Gysbert Behagen (8 March 1725 - 17 December 1783) was a German-Danish merchant, ship owner and director of Danish Asia Company. His home at Strandgade 26 in the Christianshavn neighbourhood of Copenhagen is known as Behagen's House (Danish: Behagens Gård) after him.

==Biography==
Behagen was born in Hamburg, the son of wine merchant Anthony Behagen (1687–1727) and Petronelle Elisabeth Mestecker (1703–1778). His father died when he was two years old. His mother later moved to Copenhagen where she married the wealthy merchant Joost van Hemert in 1732. Behagen joined his step father's company. He married Elisabeth Gertrud Wasserfall on 9 April 1755 in the Reformed Church in Copenhagen.

==Career==
Behagen became an agent and a wholesaler (grosserer) in 1760 and was also active in Kurantbanken where he held several trusted posts. In 1764, he obtained a royal licence to establish a sugar refinery at his house in Strandgade. In 1769, he became a member of the board of directors of the Danish Asia Company.

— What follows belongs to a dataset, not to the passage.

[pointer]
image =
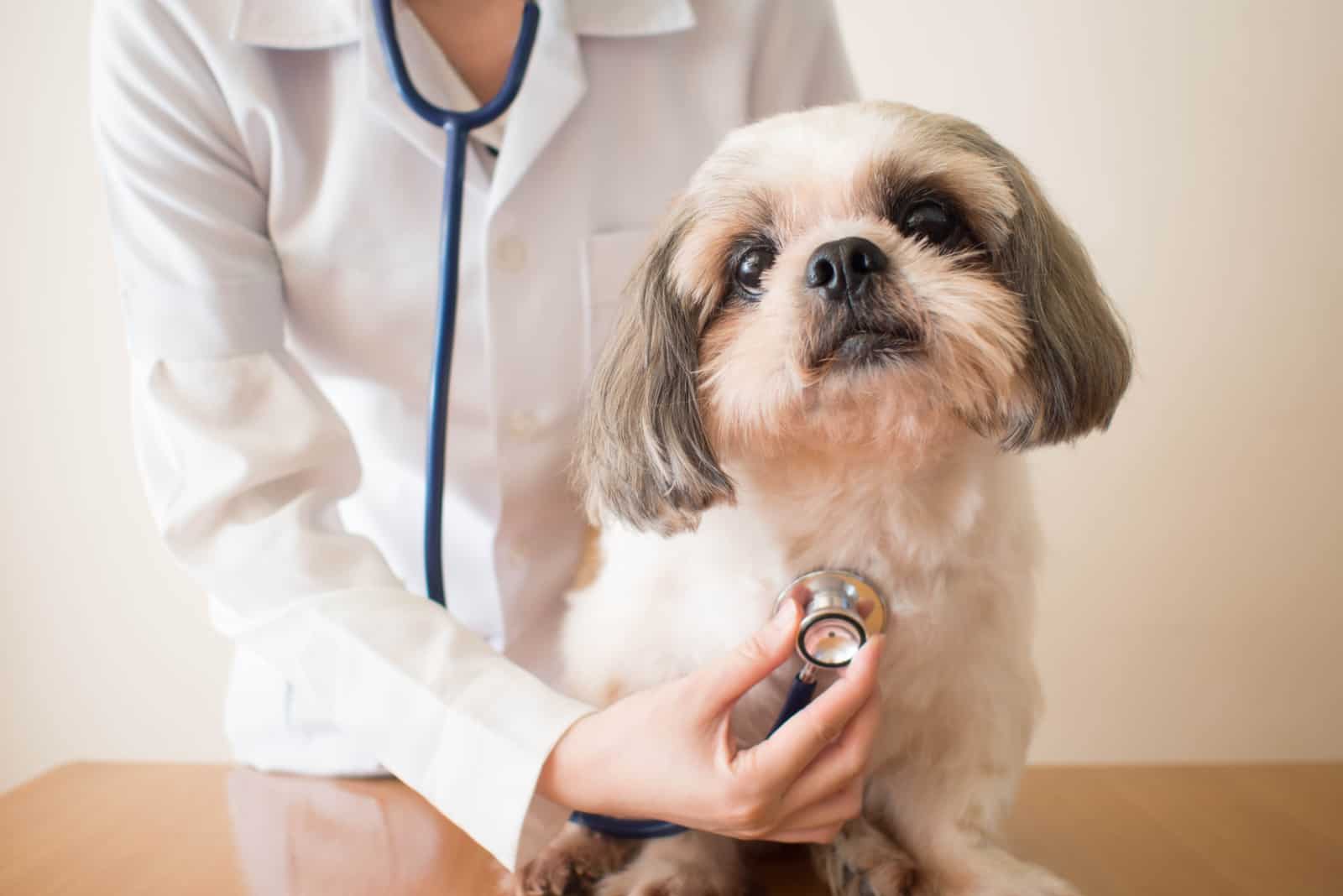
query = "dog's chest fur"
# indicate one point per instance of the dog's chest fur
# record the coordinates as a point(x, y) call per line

When the octroi was up for renewal in 1772, many stakeholders expressed their dissatisfaction with the management and a new board was elected.

== Later life==
In 1776, he became etatsråd and in 1782 he was ennobled with a right to use a coat of arms dating from his ancestors. He died on 17 December 1783 and is buried in the graveyard of the Reformed Church in Copenhagen.